Re: The Case for Rust (in the base system)

From: David Chisnall <theraven_at_FreeBSD.org>
Date: Wed, 31 Jul 2024 15:46:27 UTC
On 31 Jul 2024, at 16:40, Alan Somers <asomers@FreeBSD.org> wrote:
> 
> * ctld: while working on some bugs in ctld, I had trouble
> understanding the config file parsing.  So I rewrote that part in
> Rust, just to help my understanding.  Later, I rewrote the XML
> parsing, too.  Then I rewrote the LUN creation and deletion, just to
> see how hard it would be.  All of those parts take about 5x fewer SLOC
> in Rust than in C, and they're less buggy, too.  Config file parsing
> is more consistent, no memory leaks, etc.  Alas, I'm not planning to
> finish this project, since the base system doesn't allow Rust and ctld
> is too tightly coupled to ctl to live in ports.

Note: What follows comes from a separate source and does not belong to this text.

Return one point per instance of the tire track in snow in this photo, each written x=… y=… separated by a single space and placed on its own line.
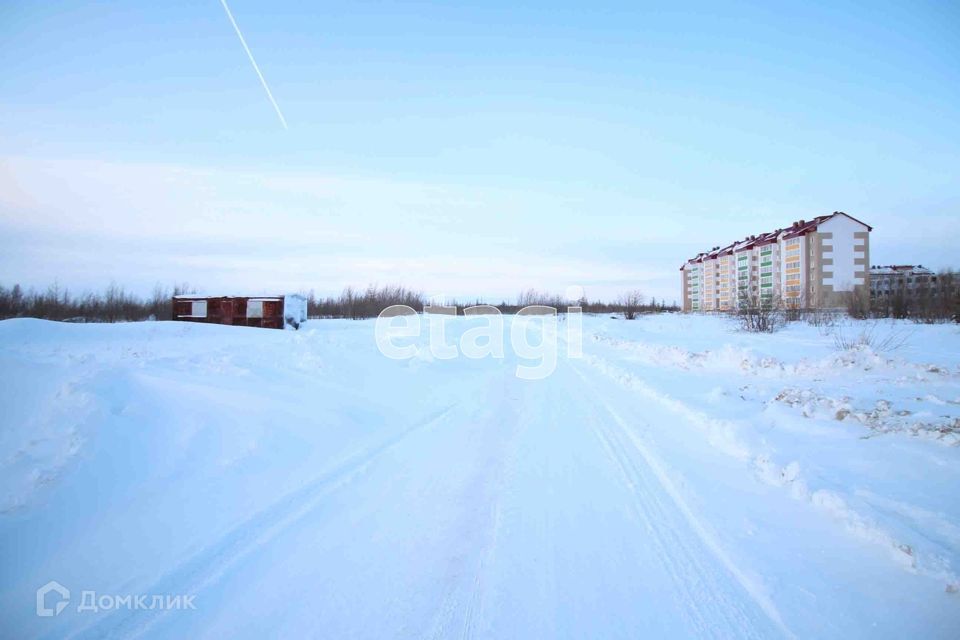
x=620 y=444
x=208 y=565
x=463 y=605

C is absolutely terrible for parsing on any metric (even C++ lets you write parsers in a fraction of the code and fewer bugs).  It’s one of the places where Rust provides some very easy wins:

 - Lifetimes are easy to reason about in parsers, they fit well into Rust’s ownership model because the input is a stream and the output is a tree.
 - Parsers, by definition, are part of your attack surface because they’re taking data from outside.

Replacing parsers with Rust (or something like EverParse) has a very high security return relative to the investment of effort.